When match_regexp not matched, message is discarded

Describe the bug

Although the aws_sdk_sqs/queue_poller module does indeed delete only at the end of the code block passed to it while polling (assuming :skip_delete is false), the use of next unless @match_regexp.match?(key) short circuits the block and the delete action occurs.

My set up involves multiple Fluentd nodes pointing to one SQS queue.

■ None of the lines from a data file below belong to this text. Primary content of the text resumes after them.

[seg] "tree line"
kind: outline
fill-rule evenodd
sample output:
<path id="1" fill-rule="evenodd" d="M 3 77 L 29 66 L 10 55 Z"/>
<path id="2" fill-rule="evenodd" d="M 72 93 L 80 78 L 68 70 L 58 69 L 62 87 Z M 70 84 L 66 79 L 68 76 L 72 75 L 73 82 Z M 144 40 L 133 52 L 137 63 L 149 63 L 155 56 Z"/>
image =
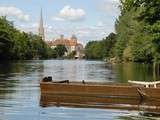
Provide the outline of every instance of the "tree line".
<path id="1" fill-rule="evenodd" d="M 13 22 L 0 17 L 0 59 L 44 59 L 52 56 L 42 38 L 16 29 Z"/>
<path id="2" fill-rule="evenodd" d="M 86 45 L 86 57 L 115 58 L 116 61 L 154 62 L 160 60 L 160 1 L 120 0 L 115 35 Z M 113 41 L 113 42 L 111 42 Z M 109 45 L 108 45 L 109 44 Z"/>

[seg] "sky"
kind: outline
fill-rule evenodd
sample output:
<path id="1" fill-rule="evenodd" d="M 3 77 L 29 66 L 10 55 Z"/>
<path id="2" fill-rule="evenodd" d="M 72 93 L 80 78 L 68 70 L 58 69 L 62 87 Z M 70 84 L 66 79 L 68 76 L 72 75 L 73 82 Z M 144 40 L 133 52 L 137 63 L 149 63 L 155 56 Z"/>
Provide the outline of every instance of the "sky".
<path id="1" fill-rule="evenodd" d="M 42 8 L 46 41 L 75 34 L 86 44 L 114 32 L 118 5 L 119 0 L 0 0 L 0 16 L 22 31 L 38 34 Z"/>

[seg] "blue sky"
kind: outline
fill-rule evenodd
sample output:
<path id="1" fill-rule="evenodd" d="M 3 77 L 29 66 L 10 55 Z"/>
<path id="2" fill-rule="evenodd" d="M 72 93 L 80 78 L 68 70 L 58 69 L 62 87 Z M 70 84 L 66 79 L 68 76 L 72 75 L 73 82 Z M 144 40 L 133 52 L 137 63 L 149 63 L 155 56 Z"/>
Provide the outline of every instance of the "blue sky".
<path id="1" fill-rule="evenodd" d="M 0 0 L 0 16 L 6 15 L 22 31 L 38 32 L 43 9 L 46 40 L 75 34 L 86 44 L 114 32 L 118 0 Z"/>

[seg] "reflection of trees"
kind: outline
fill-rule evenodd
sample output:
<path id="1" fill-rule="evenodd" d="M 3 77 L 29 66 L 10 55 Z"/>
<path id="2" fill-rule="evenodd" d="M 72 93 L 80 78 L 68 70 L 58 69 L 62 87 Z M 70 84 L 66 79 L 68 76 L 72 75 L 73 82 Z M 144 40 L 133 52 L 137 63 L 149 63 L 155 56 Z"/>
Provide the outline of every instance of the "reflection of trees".
<path id="1" fill-rule="evenodd" d="M 113 69 L 116 71 L 116 77 L 119 82 L 153 80 L 151 64 L 123 63 L 114 65 Z"/>
<path id="2" fill-rule="evenodd" d="M 25 84 L 27 77 L 42 78 L 43 61 L 3 61 L 0 63 L 0 95 L 16 92 L 16 87 Z M 39 78 L 37 78 L 39 79 Z M 22 81 L 22 83 L 20 83 Z M 31 81 L 31 80 L 30 80 Z M 35 78 L 32 79 L 35 81 Z M 5 97 L 5 96 L 4 96 Z"/>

Fluentd stores events in S3 using the hostname as part of the path, and a regex to match the hostname is used to pull events back into Fluentd, because I want the node that originally processed the event to process it the second time for sending to OpenSearch.

To Reproduce

Using multiple Fluentd nodes, send events to S3 using the unique hostname as part of the path.

Ingest the events using the S3 input plugin and an appropriately configured SQS queue, using match_regexp to match the hostname part of the path.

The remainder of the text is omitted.